RALEIGH — It’s like giving criminals a reduced sentence if they promise to commit their crimes only during the daylight hours, so that the police department could cut back staff during the night shift.

It’s like pressuring parents to move closer to major highways so that school buses will take less time and gas to pick up students.

It’s like having the Division of Motor Vehicles close down all but one of its offices and requiring would-be license renewers to camp outside as if waiting for tickets to the next Star Wars movie.

Uh, make that the next Harry Potter movie.

What am I talking about? Try the latest manifestation of the “Smart Growth” mentality, this time in Charlotte. City planners there are taking flak from developers for proposed land-use rules that try to steer future development into corridors served by the planned regional-rail system. The rules would make it difficult to respond to the demand of actual consumers who might want houses in between the transit stops, or who want to live in neighborhoods that aren’t optimal for train travel. The result, say those in the real-estate business whose job it is to predict consumer demand, would be either a lot of dissatisfied Charlotteans — or perhaps a lot of satisfied ex-Charlotteans.

Poppycock, respond the planners. They insist that the public wants alternatives to the auto-friendly development patterns that typify Charlotte and other North Carolina communities. Sure, the public doesn’t show any signs of realizing that, yet — but that’s why governments exist, to “lead.” Improbably, they also reject warnings from the business community that too many controls will choke off growth. Instead, the planners say that controls are needed to keep growth from slowing. You think I jest. The city’s planning director “told council members the revised policies will create more sustainable growth,” The Charlotte Observer reported. “Without the changes, he said, ‘In fact, Charlotte will peak and development will run out of Charlotte.'”

Unless you step on the brake, the car will slow down. Got it.

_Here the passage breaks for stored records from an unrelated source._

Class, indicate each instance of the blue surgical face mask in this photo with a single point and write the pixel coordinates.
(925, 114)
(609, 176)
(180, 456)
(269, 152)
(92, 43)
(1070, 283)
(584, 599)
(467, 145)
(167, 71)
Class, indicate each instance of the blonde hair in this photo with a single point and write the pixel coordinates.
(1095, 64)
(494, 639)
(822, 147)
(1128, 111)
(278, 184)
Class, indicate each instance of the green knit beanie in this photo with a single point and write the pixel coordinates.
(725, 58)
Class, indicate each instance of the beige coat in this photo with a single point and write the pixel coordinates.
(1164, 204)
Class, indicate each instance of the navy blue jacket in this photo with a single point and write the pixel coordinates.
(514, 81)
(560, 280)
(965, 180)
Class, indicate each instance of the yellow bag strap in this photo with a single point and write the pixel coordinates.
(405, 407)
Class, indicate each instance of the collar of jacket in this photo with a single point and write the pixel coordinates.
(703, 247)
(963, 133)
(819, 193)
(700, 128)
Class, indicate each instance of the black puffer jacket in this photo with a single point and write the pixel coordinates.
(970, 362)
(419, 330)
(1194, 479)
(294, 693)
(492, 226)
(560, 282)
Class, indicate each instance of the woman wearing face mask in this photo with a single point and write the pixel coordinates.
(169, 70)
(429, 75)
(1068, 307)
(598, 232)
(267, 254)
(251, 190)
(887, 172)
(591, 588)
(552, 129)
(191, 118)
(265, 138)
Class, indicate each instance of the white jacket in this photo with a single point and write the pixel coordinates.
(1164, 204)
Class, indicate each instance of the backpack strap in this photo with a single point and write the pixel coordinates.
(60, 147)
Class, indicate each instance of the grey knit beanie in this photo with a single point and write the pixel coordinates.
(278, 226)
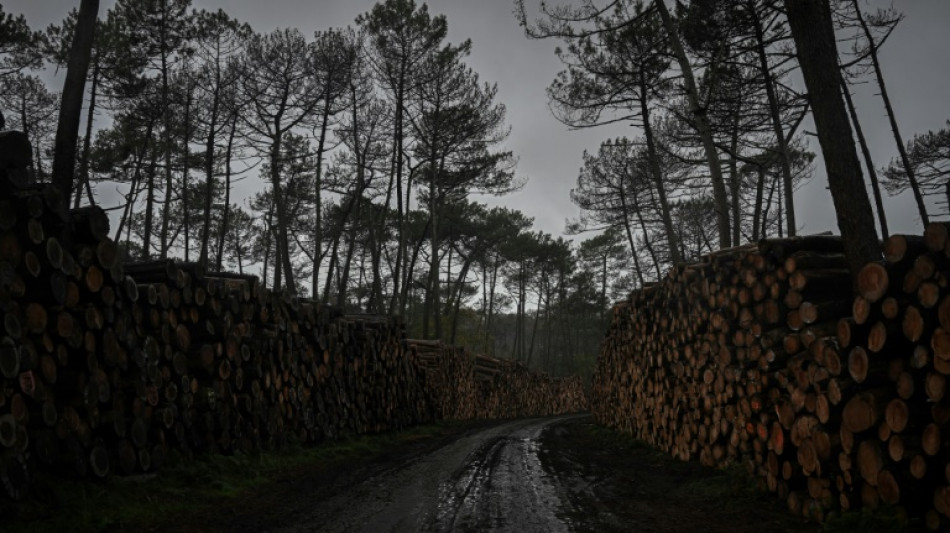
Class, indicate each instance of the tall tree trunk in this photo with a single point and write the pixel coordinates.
(87, 140)
(209, 166)
(185, 208)
(657, 173)
(283, 235)
(735, 180)
(318, 194)
(868, 162)
(80, 52)
(132, 196)
(777, 129)
(149, 208)
(226, 215)
(345, 272)
(757, 210)
(166, 138)
(891, 117)
(810, 22)
(701, 123)
(394, 306)
(489, 341)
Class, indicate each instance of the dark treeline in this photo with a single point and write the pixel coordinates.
(712, 89)
(367, 145)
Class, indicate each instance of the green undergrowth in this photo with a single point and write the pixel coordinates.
(190, 486)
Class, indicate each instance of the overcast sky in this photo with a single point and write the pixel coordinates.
(915, 60)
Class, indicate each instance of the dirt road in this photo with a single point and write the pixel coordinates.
(553, 474)
(490, 480)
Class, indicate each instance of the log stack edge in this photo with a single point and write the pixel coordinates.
(762, 355)
(107, 367)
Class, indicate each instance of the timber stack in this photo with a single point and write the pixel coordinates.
(762, 355)
(465, 386)
(111, 367)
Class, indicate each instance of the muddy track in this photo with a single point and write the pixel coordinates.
(489, 480)
(553, 474)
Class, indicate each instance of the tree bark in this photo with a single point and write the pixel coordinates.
(908, 168)
(774, 115)
(701, 123)
(80, 53)
(868, 162)
(87, 140)
(657, 173)
(810, 23)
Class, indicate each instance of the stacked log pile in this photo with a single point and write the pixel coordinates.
(465, 386)
(109, 367)
(763, 355)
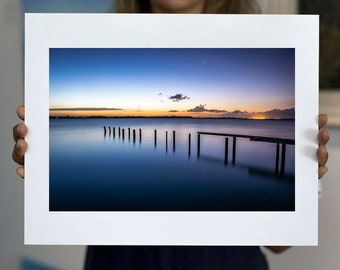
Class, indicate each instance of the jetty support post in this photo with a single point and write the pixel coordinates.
(283, 158)
(198, 144)
(189, 150)
(134, 136)
(226, 150)
(166, 141)
(234, 149)
(277, 158)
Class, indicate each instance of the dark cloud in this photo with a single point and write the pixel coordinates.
(278, 113)
(178, 97)
(85, 109)
(201, 108)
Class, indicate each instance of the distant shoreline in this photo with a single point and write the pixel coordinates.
(165, 117)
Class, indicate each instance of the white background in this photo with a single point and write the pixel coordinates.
(11, 188)
(44, 31)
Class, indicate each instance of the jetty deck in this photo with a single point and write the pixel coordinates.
(279, 142)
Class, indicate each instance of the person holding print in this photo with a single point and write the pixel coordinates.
(181, 257)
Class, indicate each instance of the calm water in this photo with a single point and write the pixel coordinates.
(93, 172)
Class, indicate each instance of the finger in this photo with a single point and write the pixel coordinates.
(322, 171)
(21, 172)
(21, 112)
(322, 120)
(19, 131)
(323, 136)
(19, 151)
(322, 155)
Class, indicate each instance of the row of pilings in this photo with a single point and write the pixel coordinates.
(278, 141)
(136, 135)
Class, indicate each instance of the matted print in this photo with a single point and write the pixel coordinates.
(171, 129)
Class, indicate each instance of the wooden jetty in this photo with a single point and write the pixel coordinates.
(278, 141)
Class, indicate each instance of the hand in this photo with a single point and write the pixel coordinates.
(323, 137)
(19, 133)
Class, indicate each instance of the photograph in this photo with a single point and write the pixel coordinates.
(171, 129)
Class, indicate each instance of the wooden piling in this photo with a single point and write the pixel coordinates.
(198, 144)
(155, 137)
(134, 135)
(166, 141)
(226, 150)
(283, 158)
(189, 150)
(234, 149)
(277, 158)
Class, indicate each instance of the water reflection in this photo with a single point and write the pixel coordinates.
(92, 172)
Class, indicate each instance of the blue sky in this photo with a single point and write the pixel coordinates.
(173, 80)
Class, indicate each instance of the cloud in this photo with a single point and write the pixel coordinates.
(201, 108)
(278, 113)
(85, 109)
(178, 97)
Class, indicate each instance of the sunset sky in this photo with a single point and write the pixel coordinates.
(250, 83)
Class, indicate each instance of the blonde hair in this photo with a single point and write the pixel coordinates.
(211, 6)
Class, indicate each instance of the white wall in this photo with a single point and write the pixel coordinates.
(11, 187)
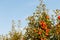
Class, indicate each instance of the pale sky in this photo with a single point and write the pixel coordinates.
(20, 10)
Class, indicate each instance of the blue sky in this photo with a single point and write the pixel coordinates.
(20, 10)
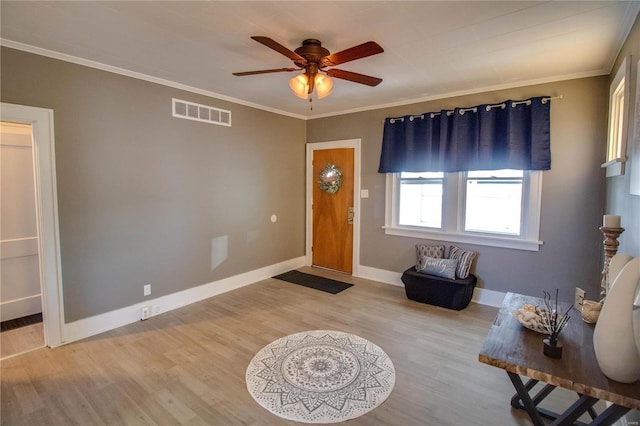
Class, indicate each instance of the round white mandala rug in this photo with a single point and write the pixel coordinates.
(320, 376)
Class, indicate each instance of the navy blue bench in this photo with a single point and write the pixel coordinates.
(453, 294)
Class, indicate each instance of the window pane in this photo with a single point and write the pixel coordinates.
(421, 199)
(496, 173)
(494, 204)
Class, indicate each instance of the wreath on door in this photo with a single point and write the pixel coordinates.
(330, 179)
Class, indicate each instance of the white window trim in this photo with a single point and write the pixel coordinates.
(529, 240)
(615, 166)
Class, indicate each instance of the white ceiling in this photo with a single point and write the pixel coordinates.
(432, 49)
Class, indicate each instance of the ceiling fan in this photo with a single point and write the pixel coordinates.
(314, 59)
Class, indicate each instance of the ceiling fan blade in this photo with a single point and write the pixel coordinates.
(240, 74)
(356, 52)
(272, 44)
(354, 76)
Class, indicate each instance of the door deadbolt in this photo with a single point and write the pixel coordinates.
(350, 214)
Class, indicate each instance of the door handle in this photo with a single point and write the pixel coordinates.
(350, 214)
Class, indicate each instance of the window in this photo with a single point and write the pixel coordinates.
(421, 199)
(618, 122)
(493, 201)
(497, 208)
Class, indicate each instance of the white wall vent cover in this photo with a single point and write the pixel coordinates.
(197, 112)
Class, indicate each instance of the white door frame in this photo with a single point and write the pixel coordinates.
(41, 121)
(311, 180)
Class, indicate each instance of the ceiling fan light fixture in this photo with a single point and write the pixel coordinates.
(324, 85)
(300, 85)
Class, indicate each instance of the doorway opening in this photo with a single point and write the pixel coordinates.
(333, 213)
(21, 326)
(31, 293)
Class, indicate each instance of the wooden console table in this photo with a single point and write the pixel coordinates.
(517, 350)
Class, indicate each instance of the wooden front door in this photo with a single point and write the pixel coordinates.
(333, 213)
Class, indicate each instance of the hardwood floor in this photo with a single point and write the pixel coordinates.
(23, 339)
(187, 366)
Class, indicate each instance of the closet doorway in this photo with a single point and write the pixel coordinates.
(30, 252)
(21, 326)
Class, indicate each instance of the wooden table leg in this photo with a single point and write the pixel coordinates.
(527, 402)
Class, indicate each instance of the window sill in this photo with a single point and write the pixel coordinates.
(484, 240)
(614, 167)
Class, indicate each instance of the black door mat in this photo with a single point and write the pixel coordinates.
(20, 322)
(313, 281)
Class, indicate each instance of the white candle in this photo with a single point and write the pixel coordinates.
(611, 221)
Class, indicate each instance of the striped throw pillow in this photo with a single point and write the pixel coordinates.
(423, 251)
(445, 268)
(464, 258)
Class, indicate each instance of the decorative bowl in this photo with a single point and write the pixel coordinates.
(532, 318)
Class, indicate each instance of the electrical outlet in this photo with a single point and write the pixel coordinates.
(580, 295)
(145, 313)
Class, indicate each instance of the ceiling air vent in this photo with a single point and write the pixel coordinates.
(197, 112)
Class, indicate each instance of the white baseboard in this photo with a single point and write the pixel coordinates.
(97, 324)
(91, 326)
(480, 295)
(380, 275)
(18, 308)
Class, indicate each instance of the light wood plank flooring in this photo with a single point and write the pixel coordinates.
(23, 339)
(187, 366)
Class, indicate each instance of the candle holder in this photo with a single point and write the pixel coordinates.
(610, 249)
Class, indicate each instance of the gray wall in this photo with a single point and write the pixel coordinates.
(142, 195)
(572, 198)
(619, 200)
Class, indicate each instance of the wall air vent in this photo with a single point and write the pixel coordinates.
(197, 112)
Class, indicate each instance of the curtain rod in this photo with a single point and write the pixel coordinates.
(475, 109)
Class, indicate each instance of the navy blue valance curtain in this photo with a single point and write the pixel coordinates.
(509, 135)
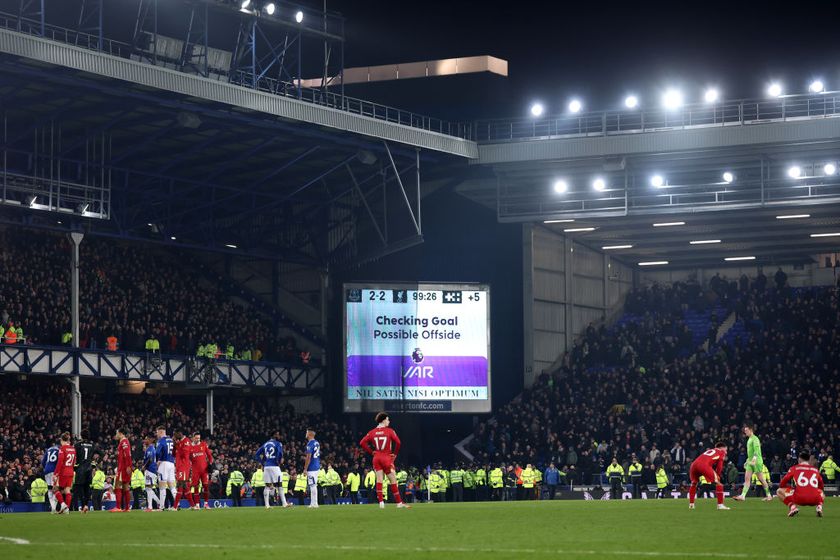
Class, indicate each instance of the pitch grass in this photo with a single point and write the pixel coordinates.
(492, 531)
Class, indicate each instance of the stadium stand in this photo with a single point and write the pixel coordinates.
(665, 405)
(655, 384)
(128, 292)
(36, 410)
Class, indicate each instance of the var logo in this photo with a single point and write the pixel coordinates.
(420, 372)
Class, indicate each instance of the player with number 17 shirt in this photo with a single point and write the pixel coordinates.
(378, 442)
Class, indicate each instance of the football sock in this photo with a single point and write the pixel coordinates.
(395, 492)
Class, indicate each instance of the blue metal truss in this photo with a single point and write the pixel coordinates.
(91, 22)
(102, 364)
(32, 16)
(196, 48)
(144, 41)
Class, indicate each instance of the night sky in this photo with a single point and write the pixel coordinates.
(599, 52)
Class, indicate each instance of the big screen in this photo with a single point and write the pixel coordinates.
(417, 347)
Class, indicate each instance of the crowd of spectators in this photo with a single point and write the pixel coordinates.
(658, 333)
(127, 292)
(37, 409)
(782, 375)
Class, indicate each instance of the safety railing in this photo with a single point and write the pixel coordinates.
(635, 121)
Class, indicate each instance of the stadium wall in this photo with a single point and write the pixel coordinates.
(566, 286)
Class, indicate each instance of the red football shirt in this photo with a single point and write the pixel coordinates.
(711, 459)
(182, 453)
(200, 456)
(378, 441)
(124, 455)
(808, 481)
(66, 461)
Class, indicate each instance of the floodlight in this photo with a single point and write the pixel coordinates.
(816, 87)
(672, 99)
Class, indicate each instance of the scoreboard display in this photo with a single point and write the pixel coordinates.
(417, 347)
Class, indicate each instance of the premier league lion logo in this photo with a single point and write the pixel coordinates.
(417, 356)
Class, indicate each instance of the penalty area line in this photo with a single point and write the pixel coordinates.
(13, 540)
(434, 549)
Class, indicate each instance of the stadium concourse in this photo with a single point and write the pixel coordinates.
(657, 386)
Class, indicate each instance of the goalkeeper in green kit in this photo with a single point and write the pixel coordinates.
(754, 464)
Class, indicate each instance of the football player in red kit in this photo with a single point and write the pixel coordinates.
(809, 486)
(182, 468)
(122, 481)
(64, 472)
(378, 443)
(709, 465)
(200, 458)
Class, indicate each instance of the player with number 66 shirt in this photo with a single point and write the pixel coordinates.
(809, 486)
(708, 465)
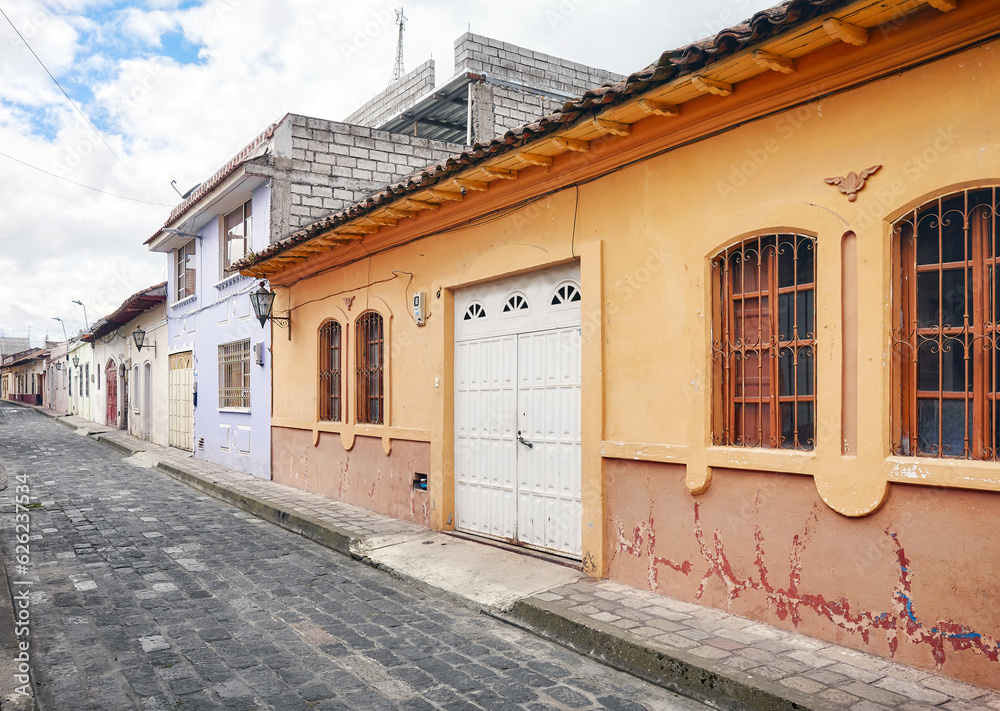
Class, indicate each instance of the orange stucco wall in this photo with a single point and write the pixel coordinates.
(655, 490)
(915, 581)
(364, 475)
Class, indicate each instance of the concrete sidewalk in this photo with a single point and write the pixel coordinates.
(722, 659)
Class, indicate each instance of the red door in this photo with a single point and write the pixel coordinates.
(111, 381)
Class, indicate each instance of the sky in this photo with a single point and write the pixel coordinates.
(169, 90)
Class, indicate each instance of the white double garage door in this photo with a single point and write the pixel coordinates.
(517, 410)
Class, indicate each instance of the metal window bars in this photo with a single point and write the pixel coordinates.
(944, 339)
(370, 342)
(330, 353)
(234, 375)
(764, 343)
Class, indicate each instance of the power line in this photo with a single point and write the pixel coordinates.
(78, 109)
(96, 190)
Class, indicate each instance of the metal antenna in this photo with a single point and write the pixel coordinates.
(397, 71)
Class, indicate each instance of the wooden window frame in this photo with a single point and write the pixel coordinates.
(332, 338)
(936, 364)
(234, 375)
(186, 279)
(369, 329)
(764, 343)
(244, 215)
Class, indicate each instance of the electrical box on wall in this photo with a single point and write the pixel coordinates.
(419, 299)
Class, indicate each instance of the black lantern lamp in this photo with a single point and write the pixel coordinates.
(139, 337)
(263, 302)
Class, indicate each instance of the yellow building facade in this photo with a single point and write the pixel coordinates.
(781, 355)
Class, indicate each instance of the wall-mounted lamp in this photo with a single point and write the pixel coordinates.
(262, 301)
(139, 336)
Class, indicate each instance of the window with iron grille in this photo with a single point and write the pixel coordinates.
(764, 343)
(370, 342)
(946, 296)
(330, 354)
(234, 375)
(236, 241)
(187, 271)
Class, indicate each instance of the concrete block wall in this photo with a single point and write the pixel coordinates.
(395, 98)
(515, 107)
(332, 165)
(507, 61)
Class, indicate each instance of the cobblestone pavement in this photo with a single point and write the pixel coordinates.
(147, 594)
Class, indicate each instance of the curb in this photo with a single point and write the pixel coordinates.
(673, 669)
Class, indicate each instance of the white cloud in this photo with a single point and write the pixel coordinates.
(257, 61)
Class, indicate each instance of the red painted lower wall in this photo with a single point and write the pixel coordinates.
(918, 581)
(364, 475)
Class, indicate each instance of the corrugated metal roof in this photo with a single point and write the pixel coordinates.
(671, 65)
(138, 303)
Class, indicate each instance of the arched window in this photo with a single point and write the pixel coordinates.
(565, 293)
(515, 302)
(370, 340)
(330, 359)
(763, 343)
(946, 297)
(474, 312)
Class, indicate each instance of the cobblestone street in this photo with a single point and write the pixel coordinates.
(147, 594)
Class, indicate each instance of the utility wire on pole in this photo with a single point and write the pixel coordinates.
(78, 109)
(398, 72)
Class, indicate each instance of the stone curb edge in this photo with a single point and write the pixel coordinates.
(672, 669)
(675, 670)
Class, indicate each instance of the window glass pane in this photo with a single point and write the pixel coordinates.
(797, 425)
(786, 371)
(953, 234)
(927, 236)
(754, 375)
(806, 261)
(953, 296)
(806, 314)
(805, 372)
(928, 365)
(946, 359)
(786, 317)
(752, 323)
(928, 301)
(948, 416)
(754, 425)
(786, 260)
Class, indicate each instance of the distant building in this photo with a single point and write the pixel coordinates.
(10, 345)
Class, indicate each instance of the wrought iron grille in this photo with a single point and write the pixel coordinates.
(370, 340)
(764, 343)
(329, 372)
(234, 375)
(946, 296)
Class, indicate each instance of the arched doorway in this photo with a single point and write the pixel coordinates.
(111, 387)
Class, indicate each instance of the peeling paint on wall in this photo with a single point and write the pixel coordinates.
(901, 621)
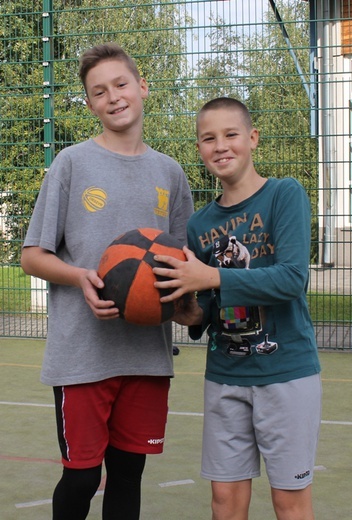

Charlotte will never be a “true urban city,” according to newspaper’s version of the Smart-Growther argument — I’m wondering whether the reporter or the planning director come up with that nonsensical phrase, as if there could be a “false urban city” or a “true rural city” — unless it uses urban-planning devices to increase density and mixed-use developments.

OK, let’s assume that’s true for the moment, but only for the moment. One might wonder what the point is of having a “true urban city,” as opposed to the current suburban hellhole that, well, seems to be such a popular place to move to. The answer is simple: it would be easier to run trains around in. Real people in the real world want to choose how they will live, and then see private and public services respond to their preferences. Real government planners in the unreal world want to chose how to deliver services, and then force consumers to comply with their — the planners’ — preferences.

Which is why this policy is like trying to tow burning mobile homes from all over town into a single block so that the fire department can concentrate its water-hose fire. This is like the cart before the horse. This is like the tail wagging the dog. This is like scrimping on dessert in order to save room for the appetizer.

A not-very original conclusion presents itself. There’s not much smart about Smart Growth.

Hood is president of the John Locke Foundation and publisher of Carolina Journal.